Guenther first reviews the history of punishment in America. The first penitentiaries in this country were designed for white men, and their goal was redemption. Solitary confinement was regarded as therapy, to give prisoners uninterrupted time to reflect on the error of their ways. (Enslaved people were seldom imprisoned for long; instead, they were whipped and put back to work.) During the nineteenth century and through the Cold War, rehabilitation was the commonly expressed goal of imprisonment, but as the prison population grew and prison costs became a significant burden on all levels of government, the primary goal became control, especially in new supermax penitentiaries. Inmates today are warehoused as efficiently as possible, provided with the minimum court-ordered conditions necessary to sustain life and avoid lawsuits alleging cruel and unusual punishment.
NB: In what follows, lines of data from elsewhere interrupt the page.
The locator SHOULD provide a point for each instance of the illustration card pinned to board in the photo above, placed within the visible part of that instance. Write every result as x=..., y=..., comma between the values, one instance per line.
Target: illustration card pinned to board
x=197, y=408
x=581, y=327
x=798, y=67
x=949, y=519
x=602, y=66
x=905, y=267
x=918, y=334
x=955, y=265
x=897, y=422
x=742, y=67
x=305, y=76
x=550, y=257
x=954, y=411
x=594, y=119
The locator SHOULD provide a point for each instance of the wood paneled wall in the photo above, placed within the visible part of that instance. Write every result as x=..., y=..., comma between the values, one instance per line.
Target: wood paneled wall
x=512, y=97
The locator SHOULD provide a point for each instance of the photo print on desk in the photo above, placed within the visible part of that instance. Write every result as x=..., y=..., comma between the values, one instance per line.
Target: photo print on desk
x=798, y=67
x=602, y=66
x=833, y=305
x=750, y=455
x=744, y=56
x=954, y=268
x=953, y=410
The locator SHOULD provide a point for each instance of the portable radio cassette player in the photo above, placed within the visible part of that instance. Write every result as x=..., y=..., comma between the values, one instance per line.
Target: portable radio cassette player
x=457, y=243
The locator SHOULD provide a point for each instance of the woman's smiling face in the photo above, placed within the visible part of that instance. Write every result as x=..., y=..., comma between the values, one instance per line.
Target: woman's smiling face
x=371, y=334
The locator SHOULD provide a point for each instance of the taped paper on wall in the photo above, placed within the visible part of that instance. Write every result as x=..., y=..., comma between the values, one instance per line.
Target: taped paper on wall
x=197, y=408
According to Guenther, there is little or no interest in reformation or rehabilitation, much less in respecting the dignity of human life.
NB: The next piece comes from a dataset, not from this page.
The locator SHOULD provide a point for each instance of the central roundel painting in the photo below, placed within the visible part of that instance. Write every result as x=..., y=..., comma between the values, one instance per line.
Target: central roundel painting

The historical, social, and theoretical review of American penal practice in Solitary Confinement is easy reading. Guenther is a philosopher, however, and she is interested in more than mere description. The book, she writes, is “an extended argument for the insight … that an intercorporeal, ethical, and political relation to time and to others is the condition for the possibility of a meaningful life.” In other words, “We find the meaning of our lives,” she writes, in relationship with other people: “That is how the light gets in.” When those relations are denied, as they are in solitary confinement, the prisoner experiences a kind of social death, which often results in “more than a mental illness afflicting individual subjects; it is a social, phenomenological, and ontological pathology, which neither the language of the clinic nor the logic of liberal individualism is adequate to express.”

This is a contemporary topic. The news is full of prison protests and of hunger strikes at Pelican Bay and Guantanamo. A rigorous understanding of the effects of confinement, especially the most extreme types, is a valuable contribution. Apart from moral and humanitarian considerations, this book asks, what is the point of confining prisoners in conditions that render them more violent and dangerous than they were when first incarcerated? Securing and controlling them becomes more difficult for the prison system that houses them, and if they are ever released they stand little chance of reintegration to society. Guenther provides a solid foundation for contemporary policy-making and a compelling case for re-thinking the use of solitary confinement.